- Born: 1963 Tokyo, Japan
- Died: 28 May 2019 (aged 55–56) Tokyo, Japan

Gymnastics career
- Discipline: Women's artistic gymnastics
- Country represented: Japan

= Yayoi Kano =

Japanese artistic gymnast (1963–2019)

Yayoi Kano , married name Sasada , was a Japanese women's artistic gymnast. She was a three-time national champion, competed at the 1978 and 1982 Asian Games, and taught at Kokugakuin University.

== Early life ==

Kano was born in Tokyo. She attended the Kokugakuin University-affiliated high school and Nippon Sport Science University.

== Career ==

During Kano's career, she made four appearances at the World Championships and won three all-around national titles.

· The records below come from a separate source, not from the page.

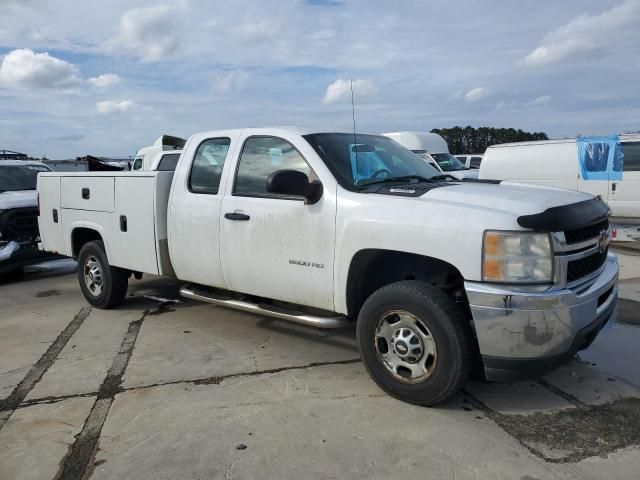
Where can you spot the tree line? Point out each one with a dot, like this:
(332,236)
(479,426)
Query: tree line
(475,140)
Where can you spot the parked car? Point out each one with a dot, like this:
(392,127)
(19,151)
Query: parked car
(19,214)
(433,148)
(160,155)
(161,161)
(326,229)
(471,160)
(605,166)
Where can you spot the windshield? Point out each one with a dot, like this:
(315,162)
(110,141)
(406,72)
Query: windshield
(359,160)
(20,177)
(448,162)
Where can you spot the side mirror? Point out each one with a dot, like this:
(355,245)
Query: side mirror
(294,183)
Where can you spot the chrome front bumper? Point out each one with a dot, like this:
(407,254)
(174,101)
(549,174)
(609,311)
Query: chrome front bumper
(523,331)
(15,254)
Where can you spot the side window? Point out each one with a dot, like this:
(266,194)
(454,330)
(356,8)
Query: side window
(168,162)
(631,151)
(261,156)
(206,170)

In 1978, at age 15, Kano became the youngest-ever winner of the Japanese Artistic Gymnastics Championships. At the 1978 World Championships, she finished 23rd in the all-around. In December, she competed at the 1978 Asian Games, where she placed 5th in the all-around. She qualified to the floor exercise final, where she won the bronze medal, and the balance beam final, where she placed 5th.

The next year, Kano made her second appearance at the World Championships and placed 26th. She also placed 12th at the 1979 FIG World Cup.

In 1980, she won the Japanese Championships for a second time. She also won the selection event for the 1980 Summer Olympics team; however, due to the Soviet Invasion of Afganistan, Japan boycotted the 1980 Olympics. Kano did attend the USGF International Invitational 1980, an alternative gymnastics events for countries boycotting the Olympics, where she tied for 10th place in the all-around with Kelly Garrison. She qualified for three out of four event finals and placed 5th on uneven bars and floor exercise and 6th on vault.

The following year, she won her third national title. She competed at the 1981 Summer Universiade in July, where she placed 10th. In November, she again placed 26th at the 1981 World Championships. The next year, at the 1982 Asian Games, she finished 10th in the all-around and qualified for the uneven bars final, where she placed 6th.

In 1983, she again competed at the Summer Universiade, where she finished in 17th. She also competed at the 1983 World Championships and placed 12th in the team event with her teammates, but she did not advance to the all-around final.

She attempted to qualify for the 1984 Summer Olympics; however, she was 9th at the internal selection event and did not make the team. She retired from competition afterwards.

== Post-gymnastics career ==
Kano coached at her alma mater, Nippon Sport Science University. In 2013, she became an associate professor at Kokugakuin University, where she initially taught in the Department of Child Studies, then transferred to the Department of Health and Physical Education in 2019. She published on sports and child development and ran a parent-child workshop on exercise. Kano was also vice chair of the Japan Gymnastic Association's Coach Development Committee. Her eldest daughter, Sasada Natsumi, became a successful artistic gymnast as well.

She died of liver failure on 28 May 2019.